Ironi Hilirisasi Nikel: Menghasilkan Banyak Pengangguran
Pada tanggal 06 Mei 2024, pemerintah mengeluarkan sebuah rilis melalui Badan Pusat Statistik (BPS) tentang angka pengangguran yang menurun di Sulawesi Tengah dengan persentase 3,15%. Penurunan tersebut disebutkan sebanyak 0,34% di Tingkat Penggangguran Terbuka (TPT) jika dibandingkan dengan pada tahun 2023. Sedangkan Tingkat Partisipasi Angkatan Kerja (TPAK) pada Februari 2024 sebesar 68,53%.1
Namun, paradoksnya di daerah yang sering disebut-sebut pemerintah sebagai penyerap tenaga kerja terbanyak—seperti Kab. Morowali dan Morowali Utara—tingkat pengangguran justru meningkat. Berdasarkan data BPS Sulawesi Tengah pula, pada tahun 2023 para pencari kerja di Kabupaten Morowali Utara berjumlah 4.660 orang dari total 14.425 orang pencari kerja di Sulawesi tengah. Angka ini menjadikan Morowali Utara sebagai tempat pengangguran terbanyak di Sulawesi Tengah, tepat berada di bawahnya menyusul Kabupaten Morowali sebanyak 1.925 orang.2
Tentu saja hal tersebut menimbulkan ironi. Kita semua tahu bahwa kedua wilayah ini menjadi lokus hilirisasi nikel yang selalu dibangga-banggakan pemerintah, karena sekali lagi konon: serapan tenaga kerjanya yang tinggi. Tahun 2023 lalu presiden Jokowi mengatakan sebagai berikut: “Sebelum hilirisasi hanya 1.800 tenaga kerja yang terangkut dalam pengolahan nikel. Setelah hilirisasi menjadi 71.500 tenaga kerja yang bisa bekerja karena adanya hilirisasi nikel di Sulteng.”3
Di Sulawesi Tengah memang awal-awal proyek bisnis industri nikel mampu menyerap tenaga kerja puluhan ribu. Namun, apa yang terjadi kemudian justru penurunan penyerapan tenaga kerja. Riset dari Centre for Research on Energy and Clean Air (CREA) membuktikannya. Riset itu mengatakan pada tahun ke-3 serapan tenaga kerja di Sulawesi Tengah sejumlah 66.008 orang. Akan tetapi, hanya 1.444 orang yang mampu diserap pada tahun ke-15 seiring berjalannya industri nikel. Angka 1.444 orang ini justru sangat timpang jika dibandingkan dengan tahun pertama industri nikel berjalan, yakni sebanyak 4.429 orang.4
Penurunan serapan tenaga kerja tersebut menurut CREA gegara skenario Business As Usual (BAU). Sebuah skenario yang tidak mempertimbangkan aspek lingkungan, budaya dan terutama kesiapan tenaga kerja di daerah tempat proyek bisnis industri dikerjakan.

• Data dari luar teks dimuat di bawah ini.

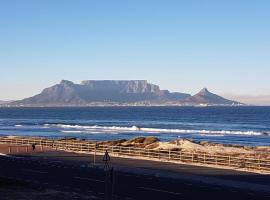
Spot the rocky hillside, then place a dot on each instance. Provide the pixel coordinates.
(114, 92)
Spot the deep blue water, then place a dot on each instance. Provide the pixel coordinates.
(235, 125)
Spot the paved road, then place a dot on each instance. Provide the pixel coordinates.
(67, 176)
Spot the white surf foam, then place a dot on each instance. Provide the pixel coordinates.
(82, 128)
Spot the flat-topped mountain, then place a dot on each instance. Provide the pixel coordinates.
(116, 92)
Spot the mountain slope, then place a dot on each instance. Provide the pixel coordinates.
(68, 93)
(206, 97)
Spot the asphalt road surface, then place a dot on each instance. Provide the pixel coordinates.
(69, 175)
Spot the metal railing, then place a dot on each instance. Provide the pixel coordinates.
(236, 162)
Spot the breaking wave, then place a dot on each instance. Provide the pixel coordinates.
(97, 128)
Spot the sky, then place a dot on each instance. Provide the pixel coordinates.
(180, 45)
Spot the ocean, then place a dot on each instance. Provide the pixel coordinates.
(227, 125)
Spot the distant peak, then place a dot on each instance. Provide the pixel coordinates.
(204, 90)
(66, 82)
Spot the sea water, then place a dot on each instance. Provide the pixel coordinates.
(231, 125)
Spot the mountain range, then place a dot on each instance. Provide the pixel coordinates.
(117, 93)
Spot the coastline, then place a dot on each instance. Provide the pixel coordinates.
(183, 151)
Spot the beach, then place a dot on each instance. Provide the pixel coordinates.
(52, 168)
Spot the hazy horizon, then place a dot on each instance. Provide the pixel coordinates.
(180, 46)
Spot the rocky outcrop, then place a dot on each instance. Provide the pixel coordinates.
(206, 97)
(111, 92)
(69, 93)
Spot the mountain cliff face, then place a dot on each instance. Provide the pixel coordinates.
(68, 93)
(106, 92)
(206, 97)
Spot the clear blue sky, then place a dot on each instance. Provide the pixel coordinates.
(180, 45)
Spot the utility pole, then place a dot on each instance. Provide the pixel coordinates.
(109, 173)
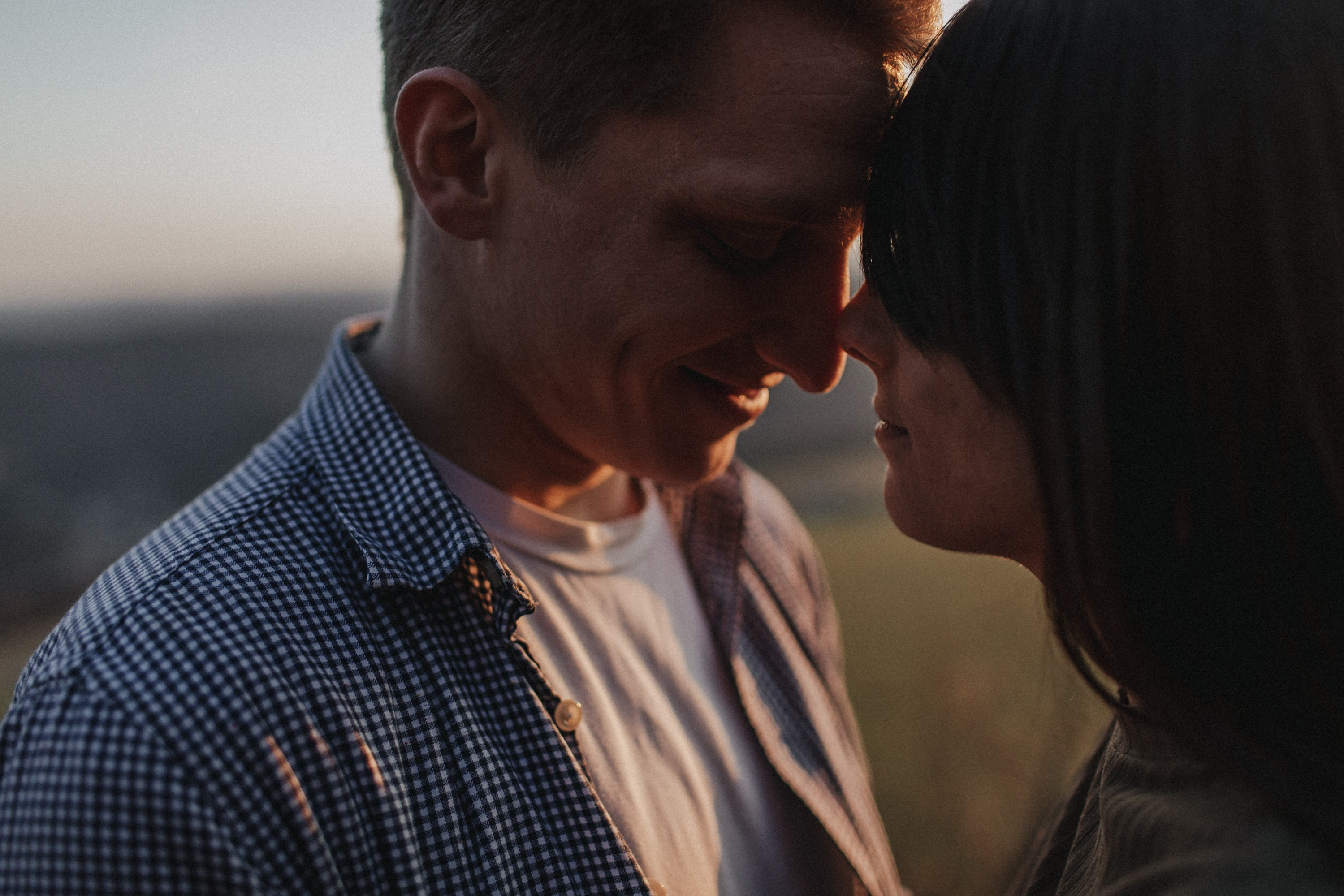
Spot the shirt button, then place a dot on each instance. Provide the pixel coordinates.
(569, 715)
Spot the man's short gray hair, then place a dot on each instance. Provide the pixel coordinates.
(560, 66)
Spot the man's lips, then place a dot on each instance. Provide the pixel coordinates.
(749, 389)
(887, 431)
(748, 400)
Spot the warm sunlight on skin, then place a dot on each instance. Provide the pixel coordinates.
(960, 472)
(632, 316)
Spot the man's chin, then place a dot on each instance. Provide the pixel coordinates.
(695, 465)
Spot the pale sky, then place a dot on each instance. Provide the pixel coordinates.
(189, 148)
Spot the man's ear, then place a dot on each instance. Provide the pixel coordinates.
(445, 128)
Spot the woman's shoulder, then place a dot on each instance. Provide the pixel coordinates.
(1145, 818)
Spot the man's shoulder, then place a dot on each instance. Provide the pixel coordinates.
(190, 589)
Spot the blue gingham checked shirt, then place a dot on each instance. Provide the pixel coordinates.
(307, 683)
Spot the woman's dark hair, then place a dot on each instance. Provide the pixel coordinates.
(1127, 218)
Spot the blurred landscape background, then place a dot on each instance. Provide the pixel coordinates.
(160, 156)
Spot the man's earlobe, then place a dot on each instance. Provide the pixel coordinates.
(445, 127)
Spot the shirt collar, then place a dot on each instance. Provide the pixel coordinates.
(412, 531)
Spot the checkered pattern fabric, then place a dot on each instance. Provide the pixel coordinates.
(308, 683)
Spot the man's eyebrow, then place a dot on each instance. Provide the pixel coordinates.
(773, 207)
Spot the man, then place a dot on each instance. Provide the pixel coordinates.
(443, 633)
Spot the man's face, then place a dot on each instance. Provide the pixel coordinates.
(647, 303)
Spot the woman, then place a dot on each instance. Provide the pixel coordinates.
(1108, 241)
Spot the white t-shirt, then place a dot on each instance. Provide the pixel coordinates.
(667, 745)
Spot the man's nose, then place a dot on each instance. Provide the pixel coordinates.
(797, 335)
(864, 331)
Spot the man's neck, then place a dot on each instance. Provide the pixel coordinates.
(441, 400)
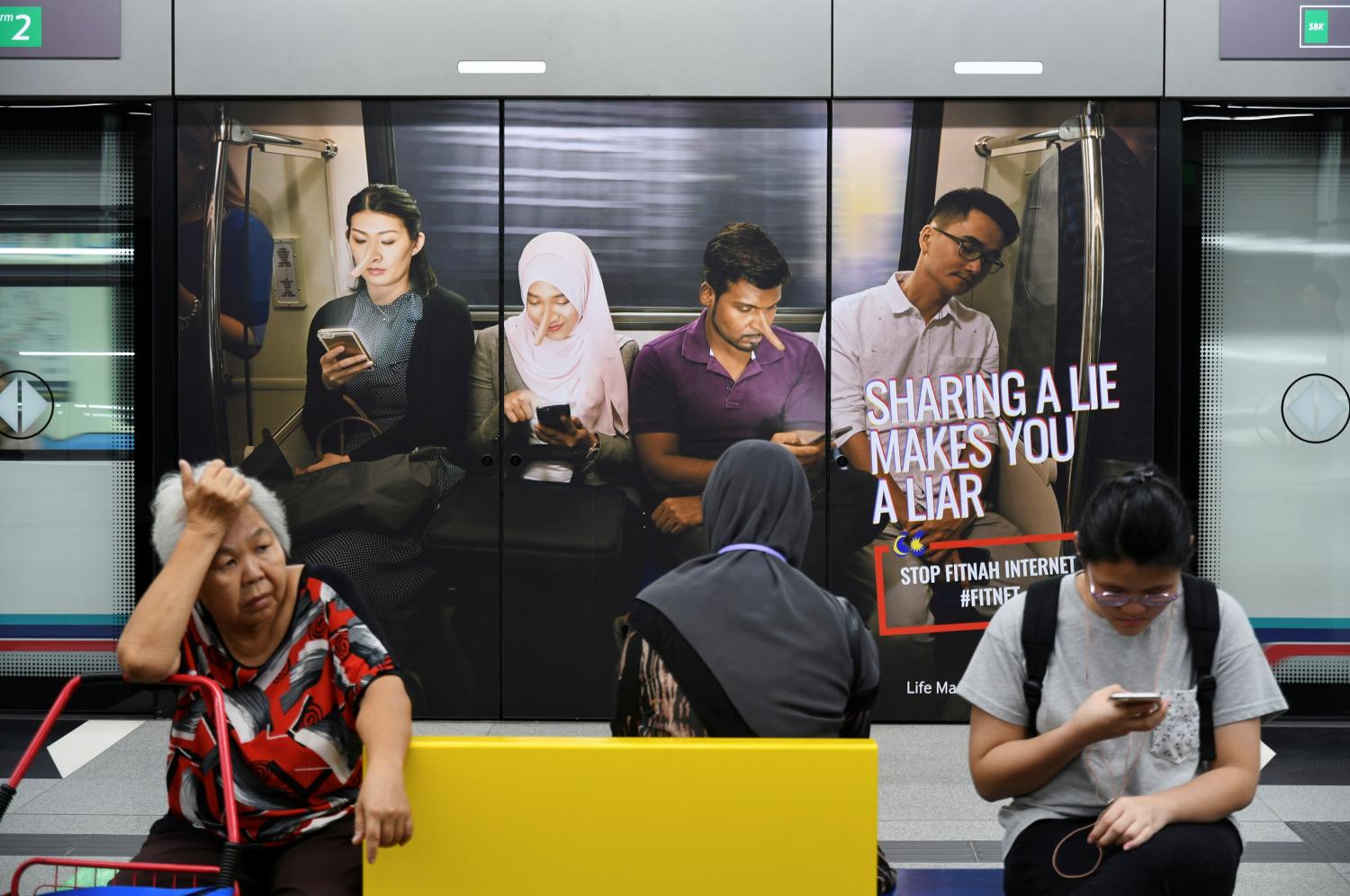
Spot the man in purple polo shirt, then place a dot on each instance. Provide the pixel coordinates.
(725, 377)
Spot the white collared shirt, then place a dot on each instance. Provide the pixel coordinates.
(878, 334)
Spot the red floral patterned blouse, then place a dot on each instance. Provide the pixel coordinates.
(292, 721)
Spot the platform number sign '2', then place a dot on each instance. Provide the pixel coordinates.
(21, 27)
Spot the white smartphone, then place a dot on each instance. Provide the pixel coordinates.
(345, 336)
(1137, 696)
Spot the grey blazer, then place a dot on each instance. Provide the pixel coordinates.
(613, 463)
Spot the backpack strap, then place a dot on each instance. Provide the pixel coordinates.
(1039, 621)
(1202, 625)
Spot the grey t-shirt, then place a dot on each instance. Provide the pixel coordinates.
(1090, 655)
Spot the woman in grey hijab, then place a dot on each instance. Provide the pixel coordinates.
(740, 642)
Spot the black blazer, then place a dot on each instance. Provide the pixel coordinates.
(437, 378)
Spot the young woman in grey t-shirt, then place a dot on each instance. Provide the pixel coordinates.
(1112, 796)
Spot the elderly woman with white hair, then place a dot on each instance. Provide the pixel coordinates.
(307, 685)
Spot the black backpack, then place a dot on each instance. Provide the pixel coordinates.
(1202, 623)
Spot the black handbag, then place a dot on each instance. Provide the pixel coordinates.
(539, 520)
(385, 496)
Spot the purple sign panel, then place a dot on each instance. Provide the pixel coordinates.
(1284, 30)
(61, 30)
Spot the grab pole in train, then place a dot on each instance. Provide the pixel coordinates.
(1094, 262)
(231, 132)
(211, 237)
(1085, 129)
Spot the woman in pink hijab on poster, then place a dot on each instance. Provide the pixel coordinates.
(564, 372)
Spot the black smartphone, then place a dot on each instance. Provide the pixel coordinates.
(555, 416)
(833, 435)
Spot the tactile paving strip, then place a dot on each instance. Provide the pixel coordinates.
(1328, 839)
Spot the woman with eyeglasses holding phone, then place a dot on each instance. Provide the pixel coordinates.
(1109, 788)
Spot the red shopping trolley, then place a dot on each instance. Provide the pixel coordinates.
(64, 874)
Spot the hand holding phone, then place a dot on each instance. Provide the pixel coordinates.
(346, 355)
(558, 417)
(832, 436)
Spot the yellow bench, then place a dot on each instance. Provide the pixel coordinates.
(562, 815)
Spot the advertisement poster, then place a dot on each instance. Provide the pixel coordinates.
(966, 390)
(537, 288)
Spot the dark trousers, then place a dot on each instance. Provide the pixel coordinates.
(1191, 860)
(319, 864)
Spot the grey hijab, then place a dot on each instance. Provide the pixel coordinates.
(790, 656)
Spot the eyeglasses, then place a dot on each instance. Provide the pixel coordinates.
(972, 251)
(1120, 598)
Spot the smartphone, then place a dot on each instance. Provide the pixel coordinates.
(832, 436)
(345, 336)
(555, 416)
(1137, 696)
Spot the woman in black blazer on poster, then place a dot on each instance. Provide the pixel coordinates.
(413, 389)
(416, 385)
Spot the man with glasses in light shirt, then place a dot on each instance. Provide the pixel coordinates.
(913, 327)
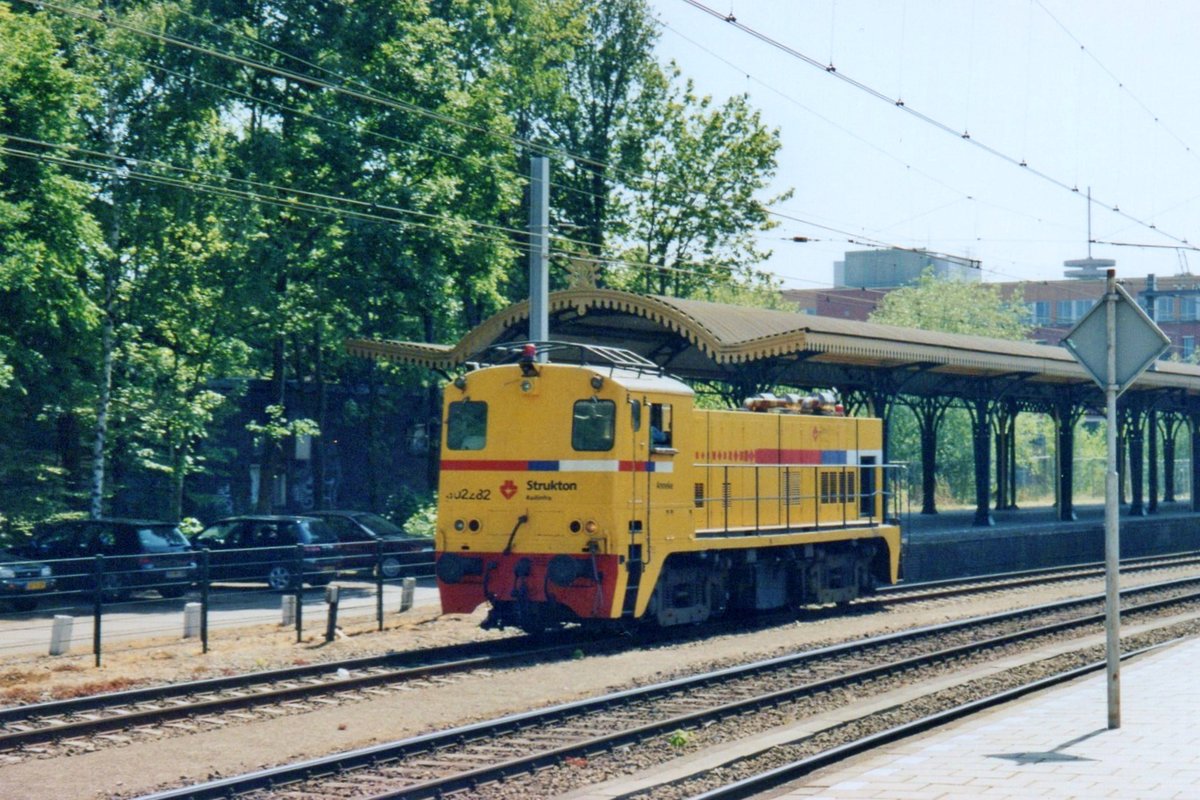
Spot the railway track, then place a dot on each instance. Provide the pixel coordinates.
(66, 722)
(960, 587)
(47, 729)
(543, 752)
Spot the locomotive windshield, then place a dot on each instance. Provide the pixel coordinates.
(467, 426)
(593, 425)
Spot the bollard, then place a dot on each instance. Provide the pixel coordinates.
(406, 594)
(289, 609)
(60, 635)
(331, 593)
(191, 620)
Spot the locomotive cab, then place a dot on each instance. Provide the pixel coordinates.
(543, 475)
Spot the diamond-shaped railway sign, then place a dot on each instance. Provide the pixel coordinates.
(1138, 341)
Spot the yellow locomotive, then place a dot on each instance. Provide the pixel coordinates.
(591, 488)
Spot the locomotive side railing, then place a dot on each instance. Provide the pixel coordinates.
(748, 499)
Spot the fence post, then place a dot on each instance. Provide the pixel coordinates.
(191, 620)
(406, 594)
(379, 583)
(97, 607)
(299, 593)
(288, 607)
(331, 593)
(204, 600)
(60, 635)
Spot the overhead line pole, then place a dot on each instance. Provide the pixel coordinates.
(539, 248)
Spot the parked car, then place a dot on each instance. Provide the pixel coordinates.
(138, 554)
(359, 530)
(22, 582)
(264, 548)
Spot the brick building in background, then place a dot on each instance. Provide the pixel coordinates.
(864, 277)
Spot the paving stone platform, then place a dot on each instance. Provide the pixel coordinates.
(1055, 744)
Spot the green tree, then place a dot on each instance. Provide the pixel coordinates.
(612, 83)
(934, 304)
(696, 212)
(930, 429)
(49, 247)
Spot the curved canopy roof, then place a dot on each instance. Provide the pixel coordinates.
(708, 341)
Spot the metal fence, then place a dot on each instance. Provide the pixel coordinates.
(187, 596)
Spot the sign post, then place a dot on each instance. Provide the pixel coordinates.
(1115, 342)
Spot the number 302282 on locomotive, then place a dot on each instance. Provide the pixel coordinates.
(591, 489)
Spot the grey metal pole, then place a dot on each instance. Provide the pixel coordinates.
(1111, 530)
(539, 248)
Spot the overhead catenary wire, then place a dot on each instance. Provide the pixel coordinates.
(900, 104)
(360, 210)
(372, 96)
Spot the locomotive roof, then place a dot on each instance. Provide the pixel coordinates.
(625, 367)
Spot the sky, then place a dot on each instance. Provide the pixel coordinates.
(1101, 95)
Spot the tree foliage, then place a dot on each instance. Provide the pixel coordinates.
(199, 194)
(935, 304)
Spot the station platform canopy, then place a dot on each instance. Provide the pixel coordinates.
(705, 341)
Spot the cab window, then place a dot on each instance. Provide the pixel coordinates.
(593, 423)
(467, 425)
(661, 434)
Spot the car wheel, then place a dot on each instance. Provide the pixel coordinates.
(281, 577)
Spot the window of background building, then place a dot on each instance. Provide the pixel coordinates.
(1065, 312)
(1164, 310)
(1039, 312)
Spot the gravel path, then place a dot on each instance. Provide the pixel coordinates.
(144, 767)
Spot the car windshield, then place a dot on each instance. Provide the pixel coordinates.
(161, 540)
(318, 533)
(378, 525)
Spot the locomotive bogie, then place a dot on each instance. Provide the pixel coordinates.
(574, 493)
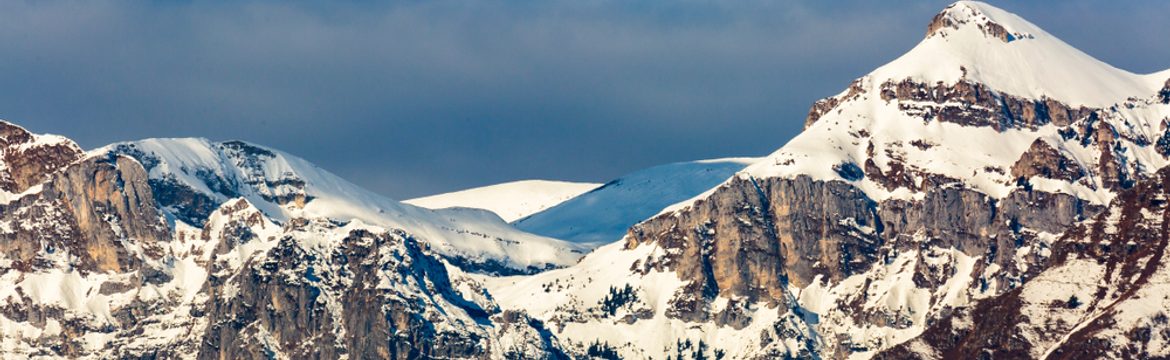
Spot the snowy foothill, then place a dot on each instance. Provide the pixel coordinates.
(509, 200)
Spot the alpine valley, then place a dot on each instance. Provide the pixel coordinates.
(993, 193)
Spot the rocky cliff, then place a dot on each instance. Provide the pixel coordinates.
(95, 269)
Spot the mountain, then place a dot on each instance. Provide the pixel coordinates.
(191, 178)
(603, 214)
(136, 250)
(993, 193)
(928, 212)
(509, 200)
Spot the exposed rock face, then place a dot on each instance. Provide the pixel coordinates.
(974, 104)
(98, 209)
(28, 159)
(1043, 160)
(958, 14)
(754, 237)
(1102, 295)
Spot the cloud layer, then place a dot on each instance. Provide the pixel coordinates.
(419, 97)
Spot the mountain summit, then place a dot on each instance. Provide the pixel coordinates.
(926, 193)
(991, 194)
(974, 41)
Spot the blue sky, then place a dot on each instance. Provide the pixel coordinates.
(417, 97)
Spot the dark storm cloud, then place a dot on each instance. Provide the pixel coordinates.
(415, 97)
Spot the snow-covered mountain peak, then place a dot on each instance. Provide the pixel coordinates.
(989, 20)
(977, 42)
(192, 178)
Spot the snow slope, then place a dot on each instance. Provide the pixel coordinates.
(1030, 63)
(604, 214)
(1033, 64)
(287, 187)
(509, 200)
(886, 304)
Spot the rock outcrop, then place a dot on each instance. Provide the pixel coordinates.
(29, 159)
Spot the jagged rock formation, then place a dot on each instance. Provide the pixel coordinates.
(940, 184)
(1102, 295)
(28, 159)
(94, 269)
(961, 201)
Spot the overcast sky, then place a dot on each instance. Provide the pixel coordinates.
(420, 97)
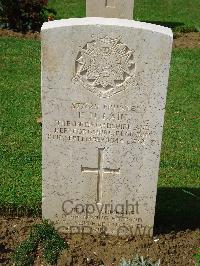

Tenaga kerja—yang menjadi salah satu prasyarat utama dalam menjalankan industri—di Sulawesi Tengah masih sangat rendah kualitas Sumber Daya Manusia (SDM)-nya jika diukur dari tingkat pendidikan. Di Sulawesi Tengah sendiri rata-rata tenaga kerjanya hanya lulusan ijazah SMP, hal ini tercermin ke dalam rata-rata lama sekolah di kisaran 8,96 tahun. Sementara, di Kab. Morowali berada di angka 9,37 tahun dan Morowali Utara hanya 8,94 tahun.5
Oleh karenanya, sebenarnya daerah kita sama sekali belum siap untuk agenda bisnis industri nikel ini jika melihat kualitas SDM-nya. Miris. Namun, nasi sudah menjadi bubur. Suka tidak suka, bisnis harus terus jalan demi mensejahterakan segelintir pemilik modal.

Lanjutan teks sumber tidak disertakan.